Building trades members live in the communities where these projects are built. They are known there as coaches, volunteers and neighbors whose families, in some cases, have worked in the trades for generations. That community standing, McGarvey argued, is something no outside contractor can replicate. When a data center or a power facility needs local approval from counties and townships, having the building trades as a trusted voice in those conversations dramatically improves the chances of a project moving forward.
The structure of the partnership mirrors NABTU’s arrangement with Microsoft: a national committee with representatives from across the crafts working alongside OpenAI counterparts to assess projects geographically, evaluate local workforce capacity, map on-ramp pathways through apprenticeship-readiness programs, and build project-by-project workforce plans. OpenAI’s original commitment called for investing $500 billion in AI infrastructure — a figure McGarvey described as an enormous undertaking that will require a large workforce to build.

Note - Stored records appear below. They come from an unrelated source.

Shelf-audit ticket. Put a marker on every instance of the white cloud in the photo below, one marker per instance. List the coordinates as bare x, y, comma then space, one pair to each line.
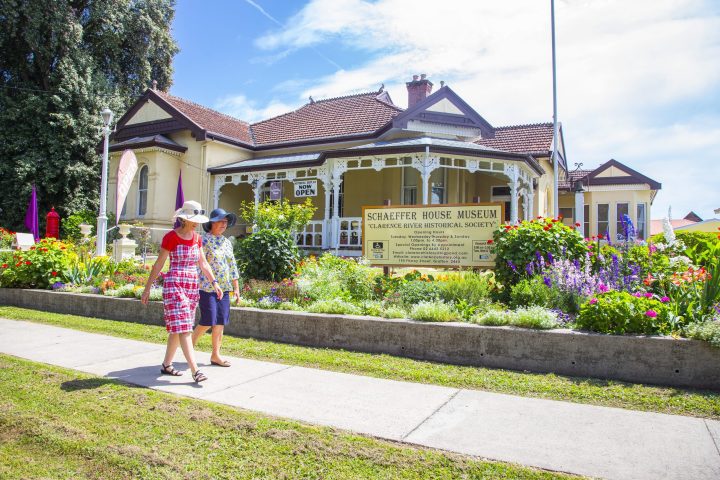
622, 66
239, 106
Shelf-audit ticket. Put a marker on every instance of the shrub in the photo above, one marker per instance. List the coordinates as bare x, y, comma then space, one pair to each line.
534, 317
620, 312
531, 317
516, 246
330, 277
471, 287
416, 291
708, 331
39, 267
268, 254
434, 311
334, 306
393, 311
6, 238
493, 318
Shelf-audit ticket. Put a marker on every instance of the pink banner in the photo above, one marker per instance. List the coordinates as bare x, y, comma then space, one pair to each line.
126, 172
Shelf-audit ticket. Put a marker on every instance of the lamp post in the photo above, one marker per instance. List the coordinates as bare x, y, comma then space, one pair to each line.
102, 218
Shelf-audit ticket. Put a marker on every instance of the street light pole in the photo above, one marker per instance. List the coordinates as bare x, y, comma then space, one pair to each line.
102, 218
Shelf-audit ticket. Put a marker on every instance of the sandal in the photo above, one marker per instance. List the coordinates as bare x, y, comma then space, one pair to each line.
198, 376
170, 370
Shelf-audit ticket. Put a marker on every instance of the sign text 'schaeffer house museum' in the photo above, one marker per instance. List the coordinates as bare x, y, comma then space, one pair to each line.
362, 150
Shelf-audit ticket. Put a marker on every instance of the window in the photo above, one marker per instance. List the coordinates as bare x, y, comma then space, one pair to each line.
621, 209
142, 191
641, 222
437, 186
501, 194
603, 219
340, 203
568, 214
411, 179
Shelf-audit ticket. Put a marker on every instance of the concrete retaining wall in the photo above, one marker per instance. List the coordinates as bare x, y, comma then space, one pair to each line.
655, 360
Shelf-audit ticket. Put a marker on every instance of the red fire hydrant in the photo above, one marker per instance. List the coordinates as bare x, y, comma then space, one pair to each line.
52, 228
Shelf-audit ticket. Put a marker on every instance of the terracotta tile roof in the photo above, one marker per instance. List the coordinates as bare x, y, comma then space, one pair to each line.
535, 138
210, 120
335, 117
656, 226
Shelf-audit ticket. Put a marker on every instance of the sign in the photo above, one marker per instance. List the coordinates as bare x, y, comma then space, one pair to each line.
431, 235
306, 188
275, 190
126, 172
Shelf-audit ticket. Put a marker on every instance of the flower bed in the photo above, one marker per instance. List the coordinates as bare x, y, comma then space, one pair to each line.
643, 359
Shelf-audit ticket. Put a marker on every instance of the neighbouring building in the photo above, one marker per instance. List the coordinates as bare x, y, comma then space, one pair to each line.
360, 150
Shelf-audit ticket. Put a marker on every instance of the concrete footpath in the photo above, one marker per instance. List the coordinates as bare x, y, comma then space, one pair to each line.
582, 439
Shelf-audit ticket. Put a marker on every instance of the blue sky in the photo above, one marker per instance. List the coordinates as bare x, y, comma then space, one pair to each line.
637, 81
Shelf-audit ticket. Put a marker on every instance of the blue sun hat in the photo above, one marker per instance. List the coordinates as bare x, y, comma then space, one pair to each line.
217, 215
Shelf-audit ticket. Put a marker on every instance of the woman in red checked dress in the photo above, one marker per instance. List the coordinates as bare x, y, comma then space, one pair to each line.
180, 285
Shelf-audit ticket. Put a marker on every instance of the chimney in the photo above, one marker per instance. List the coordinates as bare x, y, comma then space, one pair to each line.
418, 89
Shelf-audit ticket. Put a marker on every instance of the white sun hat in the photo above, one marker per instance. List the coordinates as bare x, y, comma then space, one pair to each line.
191, 211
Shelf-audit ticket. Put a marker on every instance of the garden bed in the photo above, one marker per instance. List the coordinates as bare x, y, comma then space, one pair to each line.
642, 359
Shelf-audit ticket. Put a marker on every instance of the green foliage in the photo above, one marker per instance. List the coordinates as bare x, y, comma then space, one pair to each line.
434, 311
268, 254
416, 291
708, 331
620, 312
334, 277
516, 246
526, 317
335, 306
471, 287
61, 64
282, 215
39, 267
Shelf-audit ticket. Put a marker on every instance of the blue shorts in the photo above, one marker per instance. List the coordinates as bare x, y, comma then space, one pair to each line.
213, 311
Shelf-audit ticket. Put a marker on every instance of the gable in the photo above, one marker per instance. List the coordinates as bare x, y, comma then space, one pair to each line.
444, 112
149, 112
612, 171
444, 106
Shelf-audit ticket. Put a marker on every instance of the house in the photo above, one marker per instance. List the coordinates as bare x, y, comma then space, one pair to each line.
657, 225
358, 150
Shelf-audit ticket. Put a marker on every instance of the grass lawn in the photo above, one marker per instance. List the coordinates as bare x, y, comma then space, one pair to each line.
581, 390
58, 423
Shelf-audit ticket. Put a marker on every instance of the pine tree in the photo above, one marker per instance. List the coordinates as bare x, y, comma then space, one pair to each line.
61, 63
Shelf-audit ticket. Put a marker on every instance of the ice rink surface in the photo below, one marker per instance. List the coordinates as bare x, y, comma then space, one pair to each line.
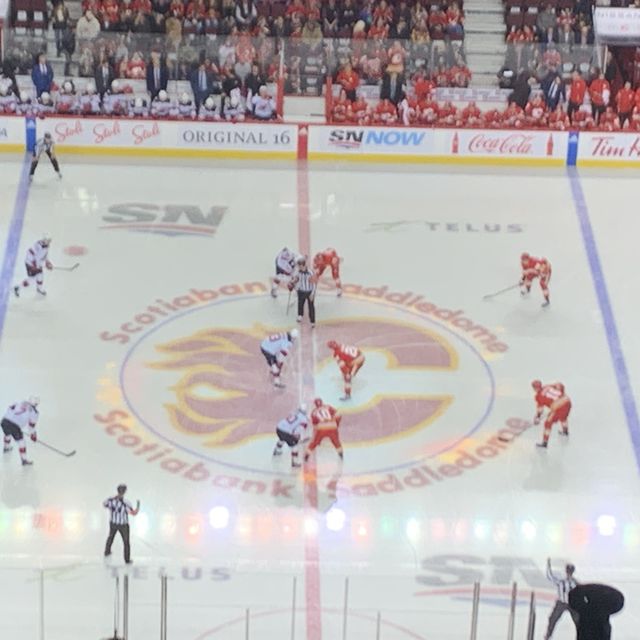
147, 362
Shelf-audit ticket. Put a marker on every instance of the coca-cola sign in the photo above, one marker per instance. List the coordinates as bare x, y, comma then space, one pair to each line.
520, 144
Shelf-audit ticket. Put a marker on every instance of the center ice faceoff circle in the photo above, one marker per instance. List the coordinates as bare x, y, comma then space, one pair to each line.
199, 382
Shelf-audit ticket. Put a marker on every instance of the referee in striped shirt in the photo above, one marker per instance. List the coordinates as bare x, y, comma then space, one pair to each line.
120, 510
304, 282
563, 585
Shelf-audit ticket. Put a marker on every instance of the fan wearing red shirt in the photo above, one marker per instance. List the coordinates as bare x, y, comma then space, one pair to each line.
326, 421
350, 360
533, 268
583, 120
471, 115
600, 92
625, 100
422, 86
360, 112
428, 111
349, 79
513, 116
341, 108
328, 258
448, 115
559, 120
385, 112
609, 120
577, 91
553, 398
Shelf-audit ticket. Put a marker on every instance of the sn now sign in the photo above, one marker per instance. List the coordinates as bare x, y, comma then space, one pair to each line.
336, 140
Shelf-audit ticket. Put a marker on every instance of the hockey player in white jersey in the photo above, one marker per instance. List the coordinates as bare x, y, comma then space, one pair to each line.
44, 145
161, 105
19, 417
37, 258
290, 431
275, 348
138, 107
233, 108
285, 265
67, 102
116, 101
186, 107
209, 110
89, 100
8, 100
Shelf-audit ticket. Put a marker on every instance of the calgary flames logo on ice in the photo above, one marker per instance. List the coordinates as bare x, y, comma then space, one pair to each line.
223, 395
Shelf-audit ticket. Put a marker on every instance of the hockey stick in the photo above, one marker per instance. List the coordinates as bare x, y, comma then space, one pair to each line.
62, 453
497, 293
71, 268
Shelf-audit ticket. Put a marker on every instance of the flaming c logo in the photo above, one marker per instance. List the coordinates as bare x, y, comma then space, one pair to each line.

AI Is Coming — and Workers Need a Federal Plan
McGarvey did not minimize the anxiety that many workers feel about artificial intelligence. AI will cause disruption, he said, but the disruption will hit white-collar workers harder than blue-collar workers, at least in the near term. The physical work of building, maintaining and powering AI infrastructure cannot be automated away.
What concerns McGarvey more than the disruption itself is the absence of a plan to manage it. He said he is not aware of any bipartisan working group in Washington actively developing a long-term federal strategy to support workers whose jobs are displaced by AI — and he called that gap unacceptable.
His message to policymakers on both sides of the aisle was clear: the fights of the moment are real, but this is a long-range challenge that requires a long-range answer. Workers and their families need to know that if their occupation is eliminated by technological change, there is a transition path waiting for them — into new industries, into the trades, into careers that can sustain a middle-class life. That plan, McGarvey said, needs to be developed now, not after the disruption has already arrived.
The NABTU-OpenAI partnership is one piece of that answer, he said. But the broader architecture needs to come from government — and the building trades will keep pressing until it does.